Here in the U.S., the Energy Information Agency estimates that if the recently renewed renewable energy production tax credit is extended, 42,000 1.5-megawatt wind turbines would be constructed by 2025. They would produce only 2-3% of our electricity and occupy a total area potentially larger than Connecticut.

Less than a third of the fossil fuels we consume goes to generating electricity, further diminishing the small positive impact wind power might have. More people switching to compact fluorescent light bulbs, or trading in gas-guzzling pickups and SUVs -- any number of efforts to increase conservation and efficiency -- would easily surpass the possible benefit of tens of thousands of giant wind turbines. The Adirondacks, along with countless other areas targeted by wind developers, could remain "forever wild" a little longer.
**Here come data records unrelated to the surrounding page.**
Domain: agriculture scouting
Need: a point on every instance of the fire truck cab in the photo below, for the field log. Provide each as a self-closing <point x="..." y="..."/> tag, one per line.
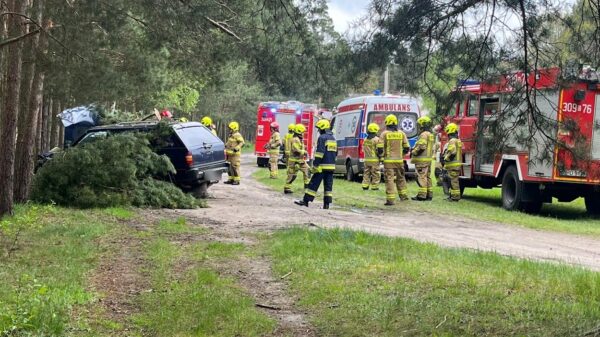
<point x="284" y="113"/>
<point x="536" y="149"/>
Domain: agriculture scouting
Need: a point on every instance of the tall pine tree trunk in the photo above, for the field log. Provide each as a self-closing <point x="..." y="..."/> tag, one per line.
<point x="29" y="119"/>
<point x="11" y="108"/>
Enron was a big investor in wind power (their wind assets are now owned by GE), because it is indeed "business as usual," letting us think we're doing something about our energy problems when in fact we are not. Persuading us to hand over common lands in the name of a greater good, when in fact the only result is profit for the developers. The benefits McKibben describes are wishful thinking only, demanding no change at all in our habits of consumption. His claims are supported by sales brochures from the wind industry but not by the facts of actual experience or good sense.